Все прояснилось с рассветом. Та самая тигрица, с пяткой шириною в девять сантиметров, с глубоким поперечным шрамом на подошве правой передней лапы, что в прошлые годы на этом таежном участке задавила и съела трех лаек, заслышав прикатившую автомашину, вышла на ее след по ключу, а с наступлением темноты притопала прямехонько к зимовью. Обследовала все вокруг него, в том числе и автомашину, в окно заглядывала бесцеремонно и подолгу — аж снег под лапами замокрел. И терпеливо ждала удобного момента, чтобы поймать собаку.
Схватила она лайку и задавила, не стесняясь трех мужиков, в десятке метров от них, да так профессионально задавила, что та и голос подать не успела. И спокойно ушла с добычей по каменно наторенной лыжне. И ведь столь невозмутимо уходила, что даже шагу не прибавила при наших криках и выстрелах.

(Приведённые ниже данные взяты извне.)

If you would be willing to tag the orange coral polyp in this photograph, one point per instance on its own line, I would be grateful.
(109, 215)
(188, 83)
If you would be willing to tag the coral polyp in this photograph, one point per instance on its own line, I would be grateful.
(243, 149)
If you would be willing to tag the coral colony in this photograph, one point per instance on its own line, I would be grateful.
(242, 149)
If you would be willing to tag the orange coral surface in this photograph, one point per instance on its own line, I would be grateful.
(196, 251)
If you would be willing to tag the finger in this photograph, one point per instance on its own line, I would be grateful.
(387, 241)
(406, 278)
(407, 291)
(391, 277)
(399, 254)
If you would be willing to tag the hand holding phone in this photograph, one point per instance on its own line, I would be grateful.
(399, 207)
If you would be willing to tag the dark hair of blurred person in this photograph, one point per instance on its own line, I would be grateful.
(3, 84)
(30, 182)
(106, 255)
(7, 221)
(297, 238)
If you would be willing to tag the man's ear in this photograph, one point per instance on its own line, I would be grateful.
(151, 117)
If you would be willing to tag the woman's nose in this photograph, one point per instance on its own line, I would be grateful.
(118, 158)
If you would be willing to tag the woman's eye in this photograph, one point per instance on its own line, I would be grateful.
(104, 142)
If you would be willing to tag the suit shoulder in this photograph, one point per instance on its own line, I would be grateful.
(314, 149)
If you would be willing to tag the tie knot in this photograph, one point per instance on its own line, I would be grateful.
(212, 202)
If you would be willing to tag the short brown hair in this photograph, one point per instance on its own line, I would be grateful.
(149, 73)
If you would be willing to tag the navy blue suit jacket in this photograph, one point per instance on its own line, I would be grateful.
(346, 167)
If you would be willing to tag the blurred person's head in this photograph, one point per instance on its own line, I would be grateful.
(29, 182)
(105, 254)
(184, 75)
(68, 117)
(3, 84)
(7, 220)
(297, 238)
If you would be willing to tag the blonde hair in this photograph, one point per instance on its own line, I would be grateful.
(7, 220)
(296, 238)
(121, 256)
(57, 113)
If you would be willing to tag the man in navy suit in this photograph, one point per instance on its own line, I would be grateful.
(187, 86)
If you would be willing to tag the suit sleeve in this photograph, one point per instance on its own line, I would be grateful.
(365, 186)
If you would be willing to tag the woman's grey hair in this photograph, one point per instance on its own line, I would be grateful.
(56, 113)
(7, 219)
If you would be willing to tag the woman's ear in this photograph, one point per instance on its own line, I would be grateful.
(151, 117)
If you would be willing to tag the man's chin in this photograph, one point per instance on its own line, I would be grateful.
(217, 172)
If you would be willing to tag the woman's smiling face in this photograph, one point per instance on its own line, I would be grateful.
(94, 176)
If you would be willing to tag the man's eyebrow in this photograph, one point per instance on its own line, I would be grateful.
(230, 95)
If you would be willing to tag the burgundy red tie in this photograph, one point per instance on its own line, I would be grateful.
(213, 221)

Схватила она лайку и задавила, не стесняясь трех мужиков, в десятке метров от них, да так профессионально задавила, что та и голос подать не успела
В ярости я встал на лыжи, схватил карабин и, бог знает на что надеясь, споро помчался по следам бандитки… Та шла по лыжне метров пятьсот, потом свернула и поперла снежной целиной. И все время уходила без остановок, но спешила спокойно. И понял я, что поторапливалась она с добычей к логову с тигрятами.